Fa bene il Pd a preoccuparsi per la scissione di Matteo Renzi.

Molti tra i big del partito credevano che alla fine lo scisma sarebbe rimasto un’ipotesi. E invece, con un’accelerazione improvvisa, l’ex premier ha lasciato i dem con tutti i suoi fedelissimi. Lo ha fatto perché al Nazareno, ormai, contava poco o niente, nonostante controllasse ancora i gruppi democratici alla Camera e al Senato.

E lo ha fatto ponendosi tre grandi obiettivi. Il primo: rinforzare il governo Conte. Sembra un paradosso (Il Giornale lo ha raccontato qui), ma l’uscita di Renzi dal partito è finalizzata a consolidare l’esecutivo attraverso un lavoro di mediazione con i parlamentari ancora “indecisi” sull’opportunità di aderire alla maggioranza che appoggia il governo. Spostandosi al centro e utilizzando il suo proverbiale savoir faire, Renzi li può attirare nella sua orbita. E, di riflesso, in quella di Conte.

Il senatore di Firenze non ha mai nascosto che l’operazione di tessitura che ha portato all’intesa Pd-5 Stelle e al Conte-bis è stata motivata dall’esigenza di combattere il salvinismo, impedendo alla Lega di andare a votare e prendersi il Paese insieme a Fratelli d’Italia e Forza Italia. Ma dietro all’inciucio si nasconde il vero intento dell’ex premier: tornare nell’esecutivo e recitare un ruolo da protagonista, non da comprimario, nella spartizione delle nomine per enti pubblici e aziende statali. Evidentemente le due operazioni (asse dem-M5S e uscita dal Pd) erano collegate. E sono riuscite perfettamente.

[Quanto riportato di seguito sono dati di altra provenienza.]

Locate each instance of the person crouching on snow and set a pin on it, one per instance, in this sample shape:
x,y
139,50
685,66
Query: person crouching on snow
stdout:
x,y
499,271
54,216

Renzi è uscito dal Pd sbattendo la porta e rientrando dalla finestra. Finendo per contare di più. I sondaggi gli sorridono, accreditandolo di una percentuale tra il 3 e il 5% che può crescere con il tempo. Resta da capire quanti voti riuscirà a soffiare a Zingaretti. Ormai, malgrado gli auguri reciproci di buon viaggio e la fiducia al governo confermata da Renzi, tra lui e il Pd è guerra aperta.